GA GOP Prioritizes Passing Insurance Mandates Over Seizure Treatment

When the Georgia Senate debated restricting the governor’s authority to unilaterally implement portions of Obamacare without legislative approval, only one Republican stood up to speak against it. When the same body debated implementing their own insurance mandate within Georgia’s borders, none voiced objection. Those that opposed the mandate kept (or were kept) silent, and those who supported it spared no expense patting one another on the back for its passage, singing the praises of government regulation of the healthcare industry, and (in the case of one Republican) explicitly calling out organizations like the NFIB for being “on the wrong side” of the issue.

The mandate was described by Democrats as a step in the right direction – by Republicans as “godly,” as a blessing for sick children, and as simply “the right thing to do.”  In the end, it was the same group of Republicans who led to the death of a bill legalizing effective medical treatment for children suffering from seizures.

Some additional context is appropriate. Since the 2012 elections (and very likely before), members of the Georgia GOP have endeavored to pass what is commonly referred to as Ava’s Law, which mandates insurance coverage for certain types of autism treatments for any child covered under a policy or contract who is under six years of age. It is not uncommon for the already heavily-regulated insurance industry to be tied to the whipping post and lambasted in the name of the “common good,” and the regulation in question was but a paper cut amidst the gashes already inflicted. Rather, it was the eagerness with which Republicans once again bound insurers’ arms and ankles to that post that was most appalling.

The debate could hardly be called such. It was nothing but a line of senators crawling over one another to reach the well to congratulate one another, hail Republican leadership for their support behind the bill, and exploit stories of sick children for political gains without ever explaining how the illnesses of one permits injury to another. Biblical scripture was cited as supposed justification. The NFIB and other opponents were called out by name on the Senate floor. Democrats, never averse to government expansion, joined the chorus.

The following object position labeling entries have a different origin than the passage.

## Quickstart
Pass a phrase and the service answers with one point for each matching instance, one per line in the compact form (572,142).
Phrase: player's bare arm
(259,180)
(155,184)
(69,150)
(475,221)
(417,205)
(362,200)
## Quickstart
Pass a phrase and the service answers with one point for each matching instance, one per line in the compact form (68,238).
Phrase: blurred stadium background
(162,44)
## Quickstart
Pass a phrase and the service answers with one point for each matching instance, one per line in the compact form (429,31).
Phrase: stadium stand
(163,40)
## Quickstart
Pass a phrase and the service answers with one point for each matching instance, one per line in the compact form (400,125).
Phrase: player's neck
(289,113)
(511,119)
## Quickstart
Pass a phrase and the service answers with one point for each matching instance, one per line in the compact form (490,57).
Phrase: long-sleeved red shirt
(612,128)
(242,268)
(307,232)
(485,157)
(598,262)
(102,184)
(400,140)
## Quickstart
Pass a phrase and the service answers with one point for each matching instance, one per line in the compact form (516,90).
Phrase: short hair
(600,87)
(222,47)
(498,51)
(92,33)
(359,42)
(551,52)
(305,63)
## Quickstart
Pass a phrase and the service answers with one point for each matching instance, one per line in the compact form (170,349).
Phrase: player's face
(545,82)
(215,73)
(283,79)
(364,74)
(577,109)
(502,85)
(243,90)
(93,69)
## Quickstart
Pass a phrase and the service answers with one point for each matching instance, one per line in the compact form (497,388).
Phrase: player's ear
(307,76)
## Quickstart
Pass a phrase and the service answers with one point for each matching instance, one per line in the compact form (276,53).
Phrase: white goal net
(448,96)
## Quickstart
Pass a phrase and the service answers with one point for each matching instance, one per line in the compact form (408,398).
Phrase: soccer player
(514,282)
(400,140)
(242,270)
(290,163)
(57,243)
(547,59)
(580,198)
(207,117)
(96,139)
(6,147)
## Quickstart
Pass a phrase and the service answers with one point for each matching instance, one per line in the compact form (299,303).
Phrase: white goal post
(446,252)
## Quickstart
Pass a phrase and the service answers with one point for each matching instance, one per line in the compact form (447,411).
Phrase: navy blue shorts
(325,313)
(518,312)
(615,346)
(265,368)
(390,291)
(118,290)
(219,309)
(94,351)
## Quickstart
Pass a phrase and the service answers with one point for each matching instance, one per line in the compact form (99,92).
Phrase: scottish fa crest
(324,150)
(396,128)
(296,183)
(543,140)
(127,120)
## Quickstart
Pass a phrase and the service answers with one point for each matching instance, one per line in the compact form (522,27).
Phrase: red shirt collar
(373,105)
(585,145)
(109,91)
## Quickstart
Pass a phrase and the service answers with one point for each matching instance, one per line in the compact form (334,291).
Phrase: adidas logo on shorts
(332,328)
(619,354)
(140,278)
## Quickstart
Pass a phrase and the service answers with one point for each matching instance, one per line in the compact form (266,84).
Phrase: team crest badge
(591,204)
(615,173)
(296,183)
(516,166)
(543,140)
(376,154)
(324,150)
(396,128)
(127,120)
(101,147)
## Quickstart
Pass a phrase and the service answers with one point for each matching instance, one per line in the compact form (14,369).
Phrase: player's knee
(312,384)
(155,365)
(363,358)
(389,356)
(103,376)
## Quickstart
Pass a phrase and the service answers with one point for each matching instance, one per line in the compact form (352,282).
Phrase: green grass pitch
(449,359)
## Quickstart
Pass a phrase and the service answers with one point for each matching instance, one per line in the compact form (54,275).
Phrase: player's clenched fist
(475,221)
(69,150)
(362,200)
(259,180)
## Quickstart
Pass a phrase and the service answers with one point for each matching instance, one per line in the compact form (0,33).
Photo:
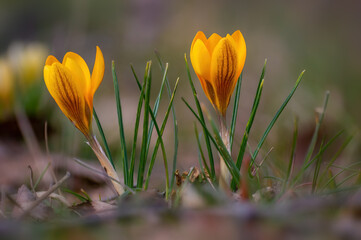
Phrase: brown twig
(45,195)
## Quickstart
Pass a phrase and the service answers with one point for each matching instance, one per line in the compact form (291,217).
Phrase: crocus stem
(225,176)
(104,161)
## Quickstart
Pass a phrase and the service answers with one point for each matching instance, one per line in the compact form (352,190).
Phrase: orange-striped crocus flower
(218,63)
(73,89)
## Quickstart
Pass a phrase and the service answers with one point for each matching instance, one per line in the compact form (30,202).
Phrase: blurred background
(322,37)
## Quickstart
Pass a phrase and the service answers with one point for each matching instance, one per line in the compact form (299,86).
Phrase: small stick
(103,174)
(45,195)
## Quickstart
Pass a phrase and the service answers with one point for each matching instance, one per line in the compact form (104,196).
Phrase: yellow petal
(223,71)
(200,35)
(68,95)
(241,50)
(213,40)
(78,68)
(50,60)
(98,71)
(201,59)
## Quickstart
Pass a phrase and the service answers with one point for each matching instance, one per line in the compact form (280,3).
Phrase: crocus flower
(218,63)
(73,88)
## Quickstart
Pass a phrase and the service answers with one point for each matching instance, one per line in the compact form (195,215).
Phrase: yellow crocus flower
(218,63)
(73,88)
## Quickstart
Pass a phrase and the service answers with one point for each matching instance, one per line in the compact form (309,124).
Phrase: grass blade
(201,118)
(235,111)
(256,101)
(317,170)
(159,140)
(203,162)
(292,157)
(175,124)
(218,143)
(273,121)
(317,129)
(143,154)
(156,105)
(136,129)
(120,123)
(101,132)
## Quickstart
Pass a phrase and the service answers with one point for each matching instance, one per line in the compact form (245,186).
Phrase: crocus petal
(201,59)
(50,60)
(98,72)
(223,71)
(67,94)
(78,67)
(200,35)
(213,40)
(241,49)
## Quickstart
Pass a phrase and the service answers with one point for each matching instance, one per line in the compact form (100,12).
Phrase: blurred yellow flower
(218,63)
(73,88)
(6,85)
(27,61)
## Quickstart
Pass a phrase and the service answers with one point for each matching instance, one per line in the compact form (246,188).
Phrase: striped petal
(68,95)
(223,71)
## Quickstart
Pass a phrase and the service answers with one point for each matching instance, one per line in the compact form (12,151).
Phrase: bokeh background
(322,37)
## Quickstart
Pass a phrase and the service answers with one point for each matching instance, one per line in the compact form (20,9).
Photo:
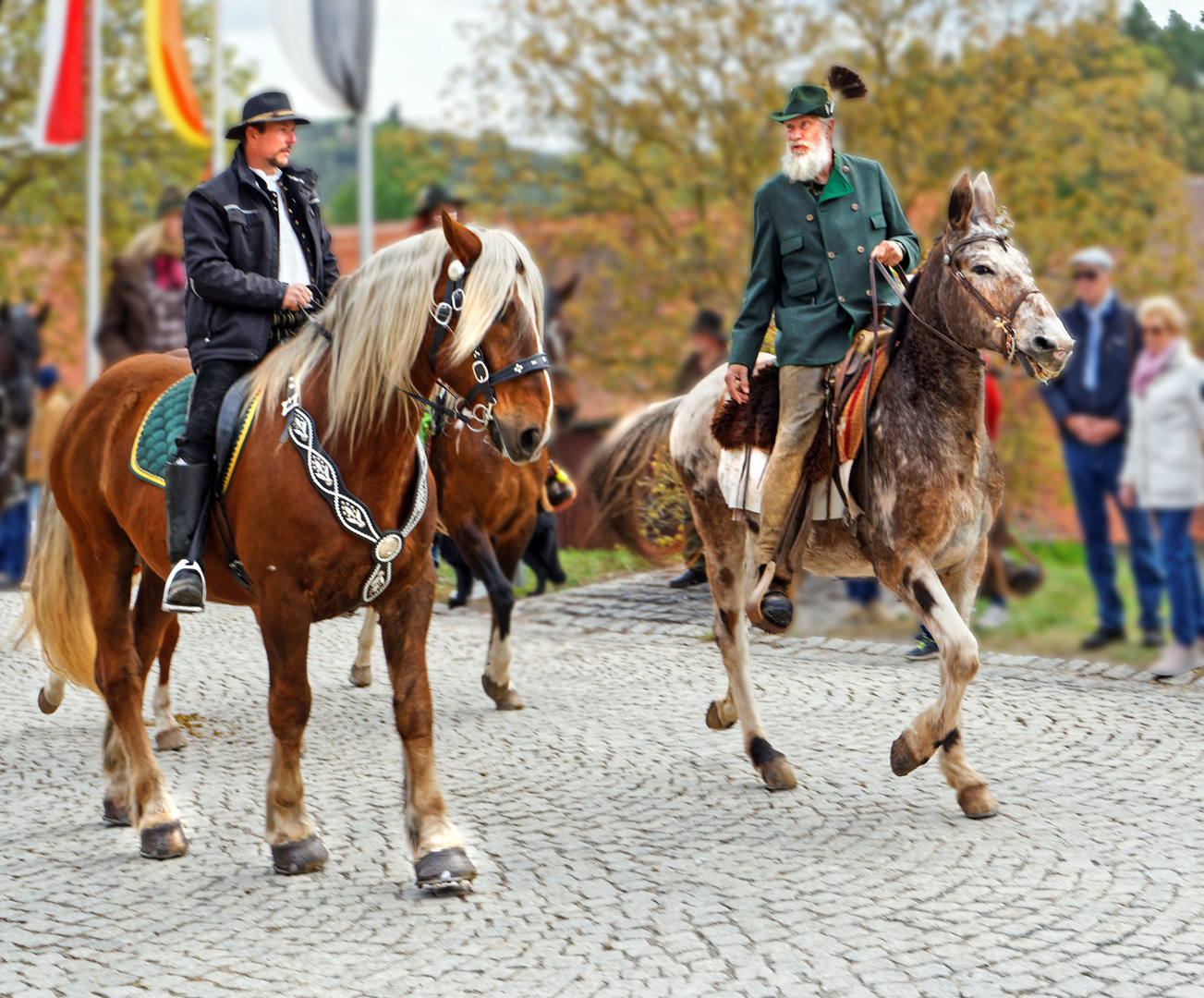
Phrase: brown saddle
(755,422)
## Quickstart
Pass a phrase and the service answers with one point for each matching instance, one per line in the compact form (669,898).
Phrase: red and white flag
(59,122)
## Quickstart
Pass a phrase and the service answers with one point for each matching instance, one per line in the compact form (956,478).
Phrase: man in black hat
(257,255)
(710,342)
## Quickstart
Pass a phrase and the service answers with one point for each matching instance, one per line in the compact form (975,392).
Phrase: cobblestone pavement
(623,847)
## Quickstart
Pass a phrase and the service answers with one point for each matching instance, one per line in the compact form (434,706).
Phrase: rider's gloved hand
(297,297)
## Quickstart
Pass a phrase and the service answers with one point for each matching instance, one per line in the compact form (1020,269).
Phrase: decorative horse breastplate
(352,514)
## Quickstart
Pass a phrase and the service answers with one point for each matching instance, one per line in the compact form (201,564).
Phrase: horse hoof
(169,740)
(713,720)
(444,870)
(505,697)
(115,815)
(977,802)
(164,842)
(294,858)
(903,759)
(778,774)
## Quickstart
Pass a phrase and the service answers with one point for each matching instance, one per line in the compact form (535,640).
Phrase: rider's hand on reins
(297,297)
(737,381)
(889,251)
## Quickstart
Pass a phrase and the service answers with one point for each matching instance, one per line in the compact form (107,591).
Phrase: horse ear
(465,243)
(961,203)
(984,200)
(565,291)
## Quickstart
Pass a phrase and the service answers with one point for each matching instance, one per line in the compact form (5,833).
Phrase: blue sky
(418,48)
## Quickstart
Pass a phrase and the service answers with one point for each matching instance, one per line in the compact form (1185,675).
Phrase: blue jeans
(15,540)
(1093,472)
(1183,575)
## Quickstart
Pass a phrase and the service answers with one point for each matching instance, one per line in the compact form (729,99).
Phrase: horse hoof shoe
(977,802)
(445,870)
(115,815)
(169,740)
(164,842)
(903,760)
(713,720)
(293,858)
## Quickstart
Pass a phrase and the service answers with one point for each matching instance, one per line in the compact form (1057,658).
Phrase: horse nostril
(529,438)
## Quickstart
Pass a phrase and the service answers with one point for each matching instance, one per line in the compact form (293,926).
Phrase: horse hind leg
(167,735)
(361,672)
(938,728)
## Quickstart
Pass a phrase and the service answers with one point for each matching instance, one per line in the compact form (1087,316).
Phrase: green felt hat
(807,99)
(819,99)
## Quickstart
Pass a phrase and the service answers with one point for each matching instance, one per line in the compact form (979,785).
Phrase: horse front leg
(730,571)
(478,552)
(436,844)
(167,735)
(295,846)
(945,613)
(361,672)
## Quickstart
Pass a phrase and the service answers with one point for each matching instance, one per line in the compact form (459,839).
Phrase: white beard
(808,165)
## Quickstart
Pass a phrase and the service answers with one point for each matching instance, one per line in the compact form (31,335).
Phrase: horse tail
(56,607)
(618,477)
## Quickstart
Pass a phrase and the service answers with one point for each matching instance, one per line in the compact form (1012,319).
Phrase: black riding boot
(189,490)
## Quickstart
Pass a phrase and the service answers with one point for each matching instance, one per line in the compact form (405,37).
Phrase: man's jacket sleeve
(897,226)
(762,289)
(207,262)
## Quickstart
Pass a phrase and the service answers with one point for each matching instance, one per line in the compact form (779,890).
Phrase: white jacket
(1164,452)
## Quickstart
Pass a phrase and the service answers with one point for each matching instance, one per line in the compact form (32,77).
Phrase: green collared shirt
(810,262)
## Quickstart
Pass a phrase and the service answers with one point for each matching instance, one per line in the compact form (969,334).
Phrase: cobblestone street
(623,847)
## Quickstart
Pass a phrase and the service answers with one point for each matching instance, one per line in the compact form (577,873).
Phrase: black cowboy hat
(432,195)
(261,108)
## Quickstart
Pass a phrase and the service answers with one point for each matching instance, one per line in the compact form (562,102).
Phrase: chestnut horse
(377,340)
(489,508)
(930,493)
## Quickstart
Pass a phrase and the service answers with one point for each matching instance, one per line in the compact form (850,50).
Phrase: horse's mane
(378,318)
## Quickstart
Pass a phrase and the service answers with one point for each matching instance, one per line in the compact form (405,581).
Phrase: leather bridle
(1004,323)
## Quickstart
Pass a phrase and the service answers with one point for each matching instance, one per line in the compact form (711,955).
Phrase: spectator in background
(145,306)
(1163,468)
(432,201)
(52,405)
(1089,404)
(708,340)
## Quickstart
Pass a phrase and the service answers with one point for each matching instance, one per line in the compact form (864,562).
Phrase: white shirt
(294,269)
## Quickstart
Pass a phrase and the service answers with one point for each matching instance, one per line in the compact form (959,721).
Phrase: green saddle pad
(154,445)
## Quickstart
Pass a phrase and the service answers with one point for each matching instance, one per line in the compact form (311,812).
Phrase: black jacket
(231,255)
(1119,347)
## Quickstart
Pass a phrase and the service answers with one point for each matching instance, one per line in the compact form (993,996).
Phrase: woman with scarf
(1163,468)
(145,307)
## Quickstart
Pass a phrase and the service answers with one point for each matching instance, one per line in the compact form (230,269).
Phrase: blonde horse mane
(378,319)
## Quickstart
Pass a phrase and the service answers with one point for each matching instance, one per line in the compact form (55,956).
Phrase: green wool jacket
(810,262)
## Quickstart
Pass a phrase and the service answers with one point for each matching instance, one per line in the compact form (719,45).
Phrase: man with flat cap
(257,255)
(815,227)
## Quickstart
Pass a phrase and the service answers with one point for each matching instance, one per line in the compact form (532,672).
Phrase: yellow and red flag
(170,75)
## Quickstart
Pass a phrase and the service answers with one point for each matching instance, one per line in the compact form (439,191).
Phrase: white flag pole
(218,162)
(91,259)
(364,155)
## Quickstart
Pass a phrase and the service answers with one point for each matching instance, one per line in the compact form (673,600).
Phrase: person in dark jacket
(1089,405)
(257,255)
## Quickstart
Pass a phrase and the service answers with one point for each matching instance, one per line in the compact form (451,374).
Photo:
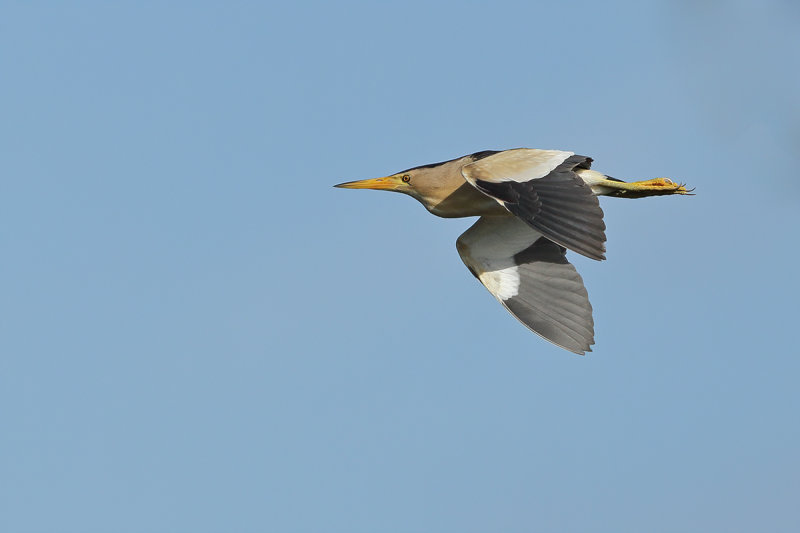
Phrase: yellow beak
(389,183)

Meanwhile, the few Republicans who opposed the law sat silently at their desks, fully aware of the thinly veiled threats from leadership in the form of calls for “unanimity.” Such senators excused themselves from the vote, fearful of the retribution their chairmanships and pending legislation would face should their name appear in red at the end of the vote.

To no one’s surprise, the mandate passed unanimously and to thunderous applause.

Fortunately, while the House passed its own insurance mandate requiring parity in cost of coverage for different kinds of chemotherapy and setting a $200 cap on the copay per prescription of the medication (which can cost thousands), it apparently could not stomach another. The mandate died in its House committee, but was resurrected on the fortieth and final legislative day of the General Assembly in 2014.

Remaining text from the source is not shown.